Polêmicas familiares frequentemente trazem à tona uma dúvida comum: um ex-cônjuge tem direito à herança? A resposta direta da lei é não. A partir do momento em que o divórcio é oficializado, o vínculo matrimonial se encerra e, com ele, o direito de sucessão sobre os bens do ex-parceiro.
É fundamental não confundir a partilha de bens, que ocorre durante o processo de divórcio, com a herança, que é a transmissão do patrimônio após a morte. Na separação, o que era do casal é dividido conforme o regime de bens escolhido, como a comunhão parcial ou universal. A herança, por outro lado, destina-se aos herdeiros legais, categoria da qual o ex-cônjuge é excluído.
O mesmo princípio vale para a união estável. Uma vez que a dissolução da união é formalizada, o ex-companheiro ou ex-companheira também deixa de ser considerado herdeiro, não participando da futura divisão do patrimônio deixado pela pessoa falecida.
E se o casal estava separado, mas não divorciado?
A situação muda se o casal estava apenas separado de fato, sem ter oficializado o divórcio.

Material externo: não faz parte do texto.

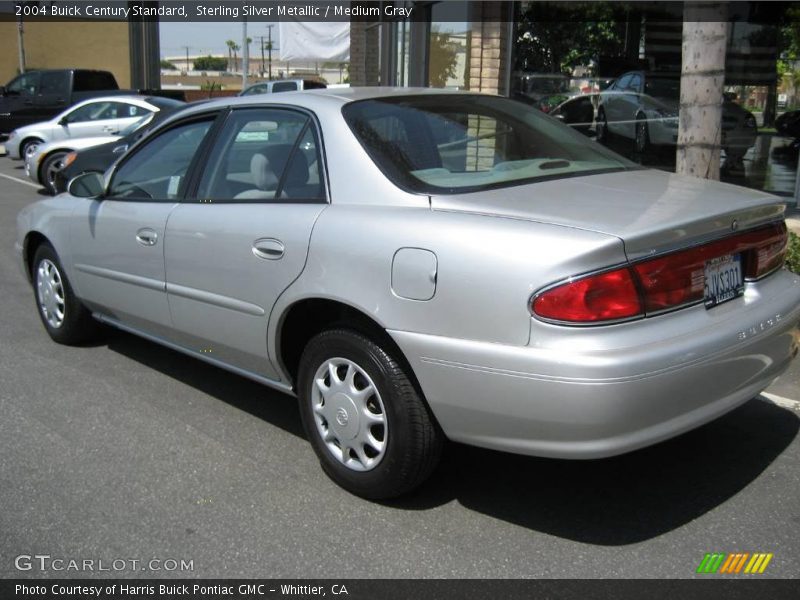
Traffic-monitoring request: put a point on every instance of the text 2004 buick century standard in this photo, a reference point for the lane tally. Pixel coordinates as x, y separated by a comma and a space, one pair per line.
418, 266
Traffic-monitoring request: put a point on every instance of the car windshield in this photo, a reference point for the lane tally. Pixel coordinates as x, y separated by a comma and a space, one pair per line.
446, 143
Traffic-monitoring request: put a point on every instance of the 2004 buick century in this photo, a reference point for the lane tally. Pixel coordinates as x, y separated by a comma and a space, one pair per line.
418, 266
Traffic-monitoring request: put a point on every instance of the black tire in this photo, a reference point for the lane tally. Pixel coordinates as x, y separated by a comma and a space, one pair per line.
66, 320
601, 128
47, 172
411, 440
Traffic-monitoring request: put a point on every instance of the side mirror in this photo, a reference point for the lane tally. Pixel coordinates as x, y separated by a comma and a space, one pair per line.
87, 185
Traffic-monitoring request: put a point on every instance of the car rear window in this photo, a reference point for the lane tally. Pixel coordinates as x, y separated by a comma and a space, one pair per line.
448, 143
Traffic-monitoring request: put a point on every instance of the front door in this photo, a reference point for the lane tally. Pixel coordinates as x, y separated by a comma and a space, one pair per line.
118, 241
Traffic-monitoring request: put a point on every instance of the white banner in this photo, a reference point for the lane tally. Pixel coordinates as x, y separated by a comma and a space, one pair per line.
314, 41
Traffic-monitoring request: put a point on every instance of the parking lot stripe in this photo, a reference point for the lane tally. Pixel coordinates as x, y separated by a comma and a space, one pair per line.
18, 180
781, 401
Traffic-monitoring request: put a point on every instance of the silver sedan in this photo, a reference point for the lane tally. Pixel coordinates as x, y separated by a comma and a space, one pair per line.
419, 265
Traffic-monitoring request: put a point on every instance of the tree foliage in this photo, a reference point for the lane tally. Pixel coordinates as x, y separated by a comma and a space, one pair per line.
557, 37
210, 63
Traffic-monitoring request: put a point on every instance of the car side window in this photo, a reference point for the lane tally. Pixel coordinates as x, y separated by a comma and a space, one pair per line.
157, 170
284, 86
123, 110
264, 155
25, 85
622, 83
92, 112
54, 82
256, 89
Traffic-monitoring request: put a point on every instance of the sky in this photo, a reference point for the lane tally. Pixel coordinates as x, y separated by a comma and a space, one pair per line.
210, 38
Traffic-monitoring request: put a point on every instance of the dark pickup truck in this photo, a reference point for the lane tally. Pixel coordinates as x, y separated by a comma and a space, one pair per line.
40, 95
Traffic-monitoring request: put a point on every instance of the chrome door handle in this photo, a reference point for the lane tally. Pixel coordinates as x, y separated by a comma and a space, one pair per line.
268, 248
146, 237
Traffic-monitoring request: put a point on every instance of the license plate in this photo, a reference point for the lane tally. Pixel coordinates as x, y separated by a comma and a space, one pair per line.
723, 279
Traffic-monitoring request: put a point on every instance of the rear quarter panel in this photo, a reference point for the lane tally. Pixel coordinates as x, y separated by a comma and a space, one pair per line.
487, 268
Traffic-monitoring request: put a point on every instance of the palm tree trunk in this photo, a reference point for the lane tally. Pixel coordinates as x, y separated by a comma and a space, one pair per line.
705, 36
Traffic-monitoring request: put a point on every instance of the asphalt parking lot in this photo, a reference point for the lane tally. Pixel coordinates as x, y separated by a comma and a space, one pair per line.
124, 450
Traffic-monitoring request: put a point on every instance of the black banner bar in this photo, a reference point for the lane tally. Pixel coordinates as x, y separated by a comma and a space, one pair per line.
733, 588
366, 10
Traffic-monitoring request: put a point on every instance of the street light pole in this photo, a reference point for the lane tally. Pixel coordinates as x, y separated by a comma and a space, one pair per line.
261, 37
269, 48
245, 54
21, 44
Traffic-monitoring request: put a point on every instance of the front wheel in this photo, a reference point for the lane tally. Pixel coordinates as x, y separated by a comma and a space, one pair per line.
371, 430
64, 317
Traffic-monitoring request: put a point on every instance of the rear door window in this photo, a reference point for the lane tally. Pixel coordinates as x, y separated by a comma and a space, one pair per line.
264, 155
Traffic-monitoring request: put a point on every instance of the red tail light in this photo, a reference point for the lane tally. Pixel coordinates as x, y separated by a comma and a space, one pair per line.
662, 283
604, 297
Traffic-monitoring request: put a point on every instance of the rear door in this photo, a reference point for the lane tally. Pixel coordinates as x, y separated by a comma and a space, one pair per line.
233, 250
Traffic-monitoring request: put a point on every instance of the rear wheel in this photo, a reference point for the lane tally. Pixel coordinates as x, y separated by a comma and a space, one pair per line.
371, 430
50, 168
66, 320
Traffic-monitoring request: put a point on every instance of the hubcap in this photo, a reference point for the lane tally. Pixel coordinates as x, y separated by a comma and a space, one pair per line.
349, 414
50, 293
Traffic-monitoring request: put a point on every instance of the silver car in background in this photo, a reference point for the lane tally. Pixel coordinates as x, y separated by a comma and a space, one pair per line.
420, 265
643, 107
43, 161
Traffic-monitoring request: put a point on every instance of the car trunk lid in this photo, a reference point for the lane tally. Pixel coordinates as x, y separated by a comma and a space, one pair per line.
650, 211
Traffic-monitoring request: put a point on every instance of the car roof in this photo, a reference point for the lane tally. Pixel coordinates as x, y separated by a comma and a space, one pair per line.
115, 98
318, 97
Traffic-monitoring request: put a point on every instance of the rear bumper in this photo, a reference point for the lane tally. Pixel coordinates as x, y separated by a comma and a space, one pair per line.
601, 391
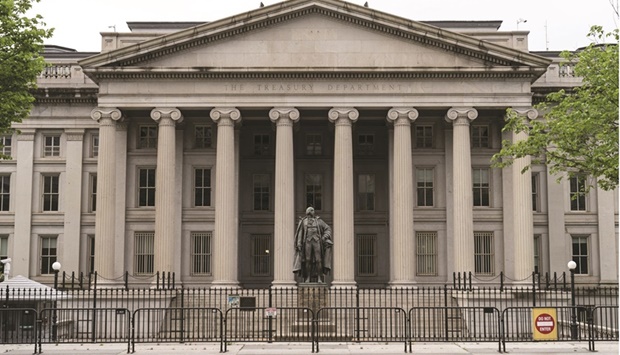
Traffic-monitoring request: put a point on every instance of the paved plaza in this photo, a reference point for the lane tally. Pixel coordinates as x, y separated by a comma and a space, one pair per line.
602, 348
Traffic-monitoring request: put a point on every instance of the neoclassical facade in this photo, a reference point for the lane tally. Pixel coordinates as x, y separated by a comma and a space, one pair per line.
193, 148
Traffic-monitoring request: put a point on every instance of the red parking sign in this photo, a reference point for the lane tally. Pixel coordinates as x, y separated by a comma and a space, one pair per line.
544, 323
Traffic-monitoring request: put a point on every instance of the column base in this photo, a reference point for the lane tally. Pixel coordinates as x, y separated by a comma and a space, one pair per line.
107, 284
343, 284
283, 284
402, 284
225, 285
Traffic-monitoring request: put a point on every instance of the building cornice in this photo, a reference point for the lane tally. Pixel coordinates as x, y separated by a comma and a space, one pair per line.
65, 96
311, 73
490, 54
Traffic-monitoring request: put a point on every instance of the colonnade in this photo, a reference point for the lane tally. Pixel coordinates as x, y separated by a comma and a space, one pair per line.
225, 258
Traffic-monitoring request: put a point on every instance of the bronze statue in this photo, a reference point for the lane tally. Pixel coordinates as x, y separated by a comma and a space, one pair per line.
313, 248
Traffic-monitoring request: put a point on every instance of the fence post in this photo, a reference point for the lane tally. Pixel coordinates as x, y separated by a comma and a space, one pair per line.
564, 280
270, 338
445, 304
590, 312
357, 313
534, 288
501, 281
94, 335
182, 315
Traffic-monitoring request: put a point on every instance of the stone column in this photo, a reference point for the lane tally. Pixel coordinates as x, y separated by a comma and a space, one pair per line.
462, 191
166, 231
344, 239
73, 200
22, 180
607, 240
225, 249
522, 218
284, 214
402, 261
105, 221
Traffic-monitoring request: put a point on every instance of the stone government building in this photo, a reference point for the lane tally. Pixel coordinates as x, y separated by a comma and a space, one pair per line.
193, 148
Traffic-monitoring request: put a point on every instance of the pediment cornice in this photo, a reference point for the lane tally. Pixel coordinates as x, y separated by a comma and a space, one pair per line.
312, 73
140, 54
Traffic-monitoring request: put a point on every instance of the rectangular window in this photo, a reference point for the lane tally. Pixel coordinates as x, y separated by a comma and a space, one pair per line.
537, 251
366, 244
147, 137
91, 254
261, 192
580, 253
92, 203
365, 144
5, 145
366, 192
261, 144
480, 179
202, 187
424, 136
425, 178
577, 193
51, 146
202, 137
426, 253
144, 253
314, 144
484, 253
4, 250
261, 255
535, 192
51, 192
201, 253
49, 254
314, 191
480, 136
5, 192
94, 145
146, 189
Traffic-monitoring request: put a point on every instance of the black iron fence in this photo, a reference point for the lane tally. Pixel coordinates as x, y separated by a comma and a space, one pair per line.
310, 314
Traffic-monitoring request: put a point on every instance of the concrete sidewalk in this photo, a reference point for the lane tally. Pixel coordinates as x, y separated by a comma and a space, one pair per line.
604, 348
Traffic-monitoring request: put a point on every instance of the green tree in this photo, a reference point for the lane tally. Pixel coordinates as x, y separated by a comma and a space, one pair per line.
578, 133
21, 46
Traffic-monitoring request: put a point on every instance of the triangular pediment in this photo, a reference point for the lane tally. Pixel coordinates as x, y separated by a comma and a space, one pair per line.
314, 35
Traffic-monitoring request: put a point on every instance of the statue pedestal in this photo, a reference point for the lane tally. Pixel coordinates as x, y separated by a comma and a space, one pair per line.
314, 296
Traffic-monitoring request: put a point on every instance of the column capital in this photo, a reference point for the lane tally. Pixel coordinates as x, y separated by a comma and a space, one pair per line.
407, 113
349, 113
456, 113
277, 113
158, 114
529, 112
106, 112
225, 112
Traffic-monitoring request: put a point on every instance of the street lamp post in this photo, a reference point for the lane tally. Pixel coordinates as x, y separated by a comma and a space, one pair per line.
573, 318
56, 267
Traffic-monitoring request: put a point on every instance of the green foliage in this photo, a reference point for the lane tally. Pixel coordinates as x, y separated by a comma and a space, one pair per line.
578, 133
21, 45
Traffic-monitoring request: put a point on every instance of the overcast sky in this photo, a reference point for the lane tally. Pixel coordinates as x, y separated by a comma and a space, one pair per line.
553, 24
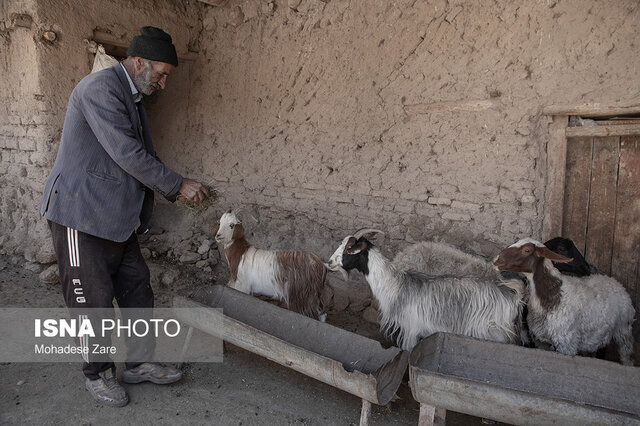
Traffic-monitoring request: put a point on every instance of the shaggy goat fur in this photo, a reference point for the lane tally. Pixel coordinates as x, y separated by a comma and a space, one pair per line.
574, 314
296, 277
414, 305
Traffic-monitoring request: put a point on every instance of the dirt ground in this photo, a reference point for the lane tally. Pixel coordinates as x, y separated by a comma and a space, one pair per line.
244, 389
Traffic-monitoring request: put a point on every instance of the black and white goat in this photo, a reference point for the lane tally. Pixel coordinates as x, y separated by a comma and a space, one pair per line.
574, 314
578, 267
296, 277
414, 305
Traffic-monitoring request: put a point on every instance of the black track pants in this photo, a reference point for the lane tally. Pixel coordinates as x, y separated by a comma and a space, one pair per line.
94, 271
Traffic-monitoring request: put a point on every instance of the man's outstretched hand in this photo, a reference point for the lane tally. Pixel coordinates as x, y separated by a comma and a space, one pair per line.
191, 190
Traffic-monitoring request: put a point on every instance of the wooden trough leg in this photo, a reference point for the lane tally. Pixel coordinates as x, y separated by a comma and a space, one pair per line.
365, 413
187, 341
432, 416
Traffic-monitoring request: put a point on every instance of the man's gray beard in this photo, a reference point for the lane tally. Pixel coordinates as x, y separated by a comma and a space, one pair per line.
143, 82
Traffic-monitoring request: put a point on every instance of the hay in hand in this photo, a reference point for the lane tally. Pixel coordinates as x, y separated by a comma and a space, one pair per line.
201, 206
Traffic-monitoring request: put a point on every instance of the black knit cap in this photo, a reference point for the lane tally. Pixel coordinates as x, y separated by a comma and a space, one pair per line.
154, 44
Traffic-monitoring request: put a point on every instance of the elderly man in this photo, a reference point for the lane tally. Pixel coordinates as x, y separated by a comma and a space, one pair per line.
101, 190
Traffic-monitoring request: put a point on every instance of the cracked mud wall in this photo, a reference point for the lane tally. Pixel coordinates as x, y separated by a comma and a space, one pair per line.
421, 118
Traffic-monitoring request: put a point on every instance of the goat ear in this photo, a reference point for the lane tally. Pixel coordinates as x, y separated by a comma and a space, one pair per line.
238, 231
553, 256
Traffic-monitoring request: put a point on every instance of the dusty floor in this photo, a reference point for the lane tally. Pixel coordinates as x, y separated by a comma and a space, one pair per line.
242, 390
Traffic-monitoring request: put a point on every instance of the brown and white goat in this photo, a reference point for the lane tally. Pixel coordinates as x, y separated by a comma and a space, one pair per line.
574, 314
296, 277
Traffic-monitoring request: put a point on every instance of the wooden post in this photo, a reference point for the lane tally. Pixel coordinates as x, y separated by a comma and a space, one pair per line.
432, 416
187, 341
365, 413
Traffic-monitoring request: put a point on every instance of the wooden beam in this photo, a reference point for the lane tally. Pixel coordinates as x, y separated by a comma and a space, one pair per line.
365, 413
592, 110
432, 416
556, 169
604, 131
465, 105
102, 37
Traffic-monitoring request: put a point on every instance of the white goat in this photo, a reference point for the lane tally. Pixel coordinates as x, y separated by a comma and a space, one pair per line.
296, 277
574, 314
414, 305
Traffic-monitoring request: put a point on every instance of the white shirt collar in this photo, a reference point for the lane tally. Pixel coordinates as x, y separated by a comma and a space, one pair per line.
137, 96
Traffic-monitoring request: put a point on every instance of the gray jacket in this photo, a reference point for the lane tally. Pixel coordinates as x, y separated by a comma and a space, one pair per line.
105, 161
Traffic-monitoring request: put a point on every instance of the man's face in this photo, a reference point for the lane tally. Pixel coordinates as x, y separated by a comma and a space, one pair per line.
150, 75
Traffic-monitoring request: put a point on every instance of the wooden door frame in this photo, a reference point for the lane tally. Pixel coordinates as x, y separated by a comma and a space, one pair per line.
560, 132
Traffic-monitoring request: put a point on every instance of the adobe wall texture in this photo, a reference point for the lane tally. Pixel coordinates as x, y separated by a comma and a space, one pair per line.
313, 115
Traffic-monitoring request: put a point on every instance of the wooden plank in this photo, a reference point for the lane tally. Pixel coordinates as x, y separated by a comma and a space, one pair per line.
602, 131
365, 413
576, 195
432, 416
626, 246
592, 110
556, 169
102, 37
602, 202
463, 105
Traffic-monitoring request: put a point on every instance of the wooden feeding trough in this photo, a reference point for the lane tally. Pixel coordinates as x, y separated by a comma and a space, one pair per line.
339, 358
520, 385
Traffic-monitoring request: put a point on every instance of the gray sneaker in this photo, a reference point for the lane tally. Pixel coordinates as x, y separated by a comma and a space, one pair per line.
151, 372
106, 390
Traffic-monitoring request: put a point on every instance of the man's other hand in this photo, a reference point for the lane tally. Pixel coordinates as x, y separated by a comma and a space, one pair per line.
191, 190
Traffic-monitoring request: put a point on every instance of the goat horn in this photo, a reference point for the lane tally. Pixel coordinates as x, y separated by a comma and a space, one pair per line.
362, 232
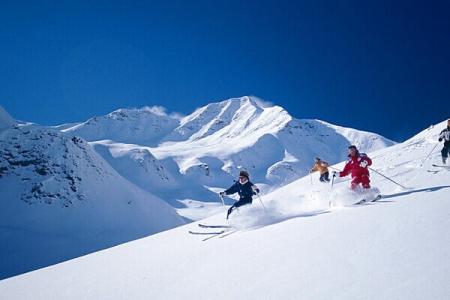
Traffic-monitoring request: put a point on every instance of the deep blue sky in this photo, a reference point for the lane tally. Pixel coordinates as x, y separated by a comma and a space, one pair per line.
382, 66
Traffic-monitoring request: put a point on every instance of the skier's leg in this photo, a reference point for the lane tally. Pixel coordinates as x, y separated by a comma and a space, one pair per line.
326, 176
444, 153
321, 178
355, 182
365, 181
230, 210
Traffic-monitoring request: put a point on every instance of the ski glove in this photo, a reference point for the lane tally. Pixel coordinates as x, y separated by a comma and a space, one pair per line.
363, 164
255, 189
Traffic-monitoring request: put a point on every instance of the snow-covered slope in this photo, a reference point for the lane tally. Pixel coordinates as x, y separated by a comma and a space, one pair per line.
60, 200
5, 119
145, 126
301, 248
204, 151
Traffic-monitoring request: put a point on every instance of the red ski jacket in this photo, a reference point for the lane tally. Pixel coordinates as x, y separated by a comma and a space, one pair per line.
357, 165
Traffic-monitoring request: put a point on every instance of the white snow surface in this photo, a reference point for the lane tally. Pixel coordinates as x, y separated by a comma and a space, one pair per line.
5, 119
299, 248
183, 160
60, 200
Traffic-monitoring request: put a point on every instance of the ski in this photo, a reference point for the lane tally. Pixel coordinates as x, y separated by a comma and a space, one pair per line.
378, 197
213, 226
227, 233
433, 171
207, 233
440, 166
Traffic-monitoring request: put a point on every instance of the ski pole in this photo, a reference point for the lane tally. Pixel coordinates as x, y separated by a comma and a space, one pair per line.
332, 180
261, 203
332, 183
428, 155
388, 178
334, 168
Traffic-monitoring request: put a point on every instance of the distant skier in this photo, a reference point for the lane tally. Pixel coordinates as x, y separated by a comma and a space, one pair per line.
245, 188
357, 165
322, 167
445, 135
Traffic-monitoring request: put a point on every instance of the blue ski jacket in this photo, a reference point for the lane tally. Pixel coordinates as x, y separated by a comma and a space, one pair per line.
245, 190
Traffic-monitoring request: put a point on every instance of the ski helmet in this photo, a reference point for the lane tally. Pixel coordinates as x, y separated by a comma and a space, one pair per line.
244, 174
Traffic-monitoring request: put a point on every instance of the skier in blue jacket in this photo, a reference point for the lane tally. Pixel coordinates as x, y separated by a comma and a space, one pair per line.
245, 188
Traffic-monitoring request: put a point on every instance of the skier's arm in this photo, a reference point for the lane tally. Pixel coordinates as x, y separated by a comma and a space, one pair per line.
255, 189
441, 135
346, 170
232, 190
369, 161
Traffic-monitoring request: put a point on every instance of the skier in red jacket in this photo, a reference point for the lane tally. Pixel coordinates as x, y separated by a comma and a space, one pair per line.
357, 165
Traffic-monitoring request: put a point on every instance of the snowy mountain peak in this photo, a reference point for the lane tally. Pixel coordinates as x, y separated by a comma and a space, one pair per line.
144, 126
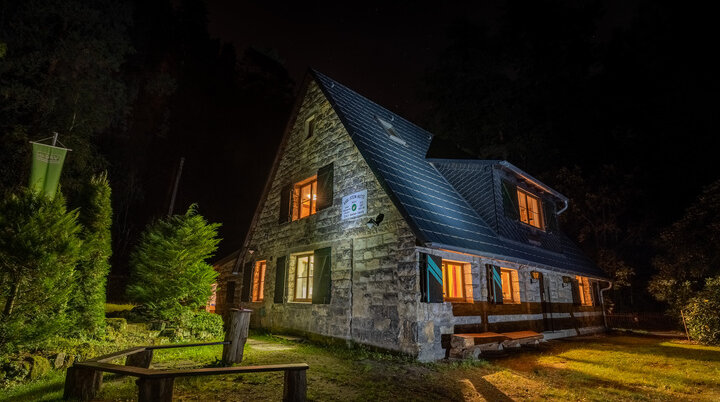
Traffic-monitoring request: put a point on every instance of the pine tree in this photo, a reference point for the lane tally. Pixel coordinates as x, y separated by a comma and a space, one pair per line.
39, 248
88, 301
169, 269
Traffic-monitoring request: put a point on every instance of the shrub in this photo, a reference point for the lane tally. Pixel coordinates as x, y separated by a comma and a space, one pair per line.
169, 272
39, 248
701, 313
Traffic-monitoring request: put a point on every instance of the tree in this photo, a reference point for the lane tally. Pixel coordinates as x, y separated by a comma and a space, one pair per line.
169, 272
688, 251
88, 301
39, 247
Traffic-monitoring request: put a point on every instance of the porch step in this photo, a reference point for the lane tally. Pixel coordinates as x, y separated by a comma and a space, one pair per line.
473, 345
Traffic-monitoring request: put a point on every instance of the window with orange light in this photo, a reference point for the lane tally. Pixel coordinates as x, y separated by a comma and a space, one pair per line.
453, 281
259, 281
529, 209
305, 198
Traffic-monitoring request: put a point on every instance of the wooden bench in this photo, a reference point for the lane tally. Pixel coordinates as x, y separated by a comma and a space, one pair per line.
84, 379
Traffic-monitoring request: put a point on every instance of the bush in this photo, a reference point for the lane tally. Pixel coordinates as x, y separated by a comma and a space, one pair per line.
701, 313
169, 272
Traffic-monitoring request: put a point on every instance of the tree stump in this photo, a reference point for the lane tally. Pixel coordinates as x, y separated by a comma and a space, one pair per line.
155, 389
236, 334
81, 383
141, 359
295, 388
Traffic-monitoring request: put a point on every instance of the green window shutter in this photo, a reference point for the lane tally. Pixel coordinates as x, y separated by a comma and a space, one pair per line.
551, 224
280, 272
230, 294
285, 204
247, 281
494, 281
322, 283
325, 187
576, 291
431, 287
510, 203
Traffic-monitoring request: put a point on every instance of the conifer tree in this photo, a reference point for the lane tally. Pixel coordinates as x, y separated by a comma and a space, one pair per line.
88, 301
39, 248
169, 272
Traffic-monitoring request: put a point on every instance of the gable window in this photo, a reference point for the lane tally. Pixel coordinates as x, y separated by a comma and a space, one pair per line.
584, 291
529, 208
456, 281
304, 198
310, 127
510, 285
259, 281
303, 277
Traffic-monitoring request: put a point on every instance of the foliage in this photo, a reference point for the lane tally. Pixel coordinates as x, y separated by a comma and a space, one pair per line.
88, 300
39, 248
701, 313
169, 269
688, 251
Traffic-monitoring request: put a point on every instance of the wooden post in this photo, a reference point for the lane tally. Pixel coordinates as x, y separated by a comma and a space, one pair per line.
155, 389
81, 383
140, 359
295, 388
236, 334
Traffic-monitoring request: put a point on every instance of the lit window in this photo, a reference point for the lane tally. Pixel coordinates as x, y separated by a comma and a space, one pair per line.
310, 127
303, 277
511, 286
529, 209
305, 198
453, 281
259, 281
584, 290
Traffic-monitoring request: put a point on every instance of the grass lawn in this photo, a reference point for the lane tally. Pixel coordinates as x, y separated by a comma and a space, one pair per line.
590, 368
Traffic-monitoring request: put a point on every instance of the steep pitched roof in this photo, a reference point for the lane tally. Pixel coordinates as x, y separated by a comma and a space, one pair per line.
438, 214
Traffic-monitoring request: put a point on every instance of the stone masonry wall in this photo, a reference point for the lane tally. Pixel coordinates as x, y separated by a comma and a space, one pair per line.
374, 272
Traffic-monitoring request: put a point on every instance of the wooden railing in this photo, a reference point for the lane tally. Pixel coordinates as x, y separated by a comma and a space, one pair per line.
84, 379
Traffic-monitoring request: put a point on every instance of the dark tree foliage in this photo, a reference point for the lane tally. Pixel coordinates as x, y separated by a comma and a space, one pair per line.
60, 72
88, 300
39, 248
170, 273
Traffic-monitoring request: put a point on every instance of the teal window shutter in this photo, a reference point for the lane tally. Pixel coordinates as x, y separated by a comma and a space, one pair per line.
280, 272
431, 278
322, 283
494, 281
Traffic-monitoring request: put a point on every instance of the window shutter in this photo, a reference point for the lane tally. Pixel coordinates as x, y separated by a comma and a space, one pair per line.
230, 294
576, 292
494, 280
285, 204
321, 276
247, 281
551, 224
325, 187
431, 278
510, 203
280, 271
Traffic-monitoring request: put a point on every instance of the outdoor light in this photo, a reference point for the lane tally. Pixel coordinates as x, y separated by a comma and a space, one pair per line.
375, 222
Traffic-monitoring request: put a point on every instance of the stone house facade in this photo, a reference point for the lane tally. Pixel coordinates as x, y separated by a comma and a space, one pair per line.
359, 237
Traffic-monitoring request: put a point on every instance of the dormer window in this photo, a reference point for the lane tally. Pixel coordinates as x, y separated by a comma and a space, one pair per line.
391, 131
529, 209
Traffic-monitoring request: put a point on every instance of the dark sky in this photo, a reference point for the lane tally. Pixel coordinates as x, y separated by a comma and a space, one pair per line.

Para esses casos, o Código Civil e a jurisprudência do Superior Tribunal de Justiça (STJ) estabelecem regras claras para definir o direito à herança.
De acordo com o artigo 1.830 do Código Civil, se a separação de fato já durava mais de dois anos antes do falecimento, o cônjuge sobrevivente perde o direito à herança. A interpretação é que o fim da convivência descaracterizou a sociedade conjugal. No entanto, a lei prevê uma exceção: o direito sucessório é mantido se for provado que a convivência se tornou impossível sem culpa do cônjuge sobrevivente.
Se, durante a separação de fato, a pessoa falecida iniciou uma nova união estável, o direito à herança será, em regra, do novo companheiro ou companheira, e não do cônjuge com quem ainda era legalmente casada. A formalização do divórcio continua sendo a forma mais segura de delimitar os direitos patrimoniais e evitar disputas futuras, garantindo clareza para todos os envolvidos.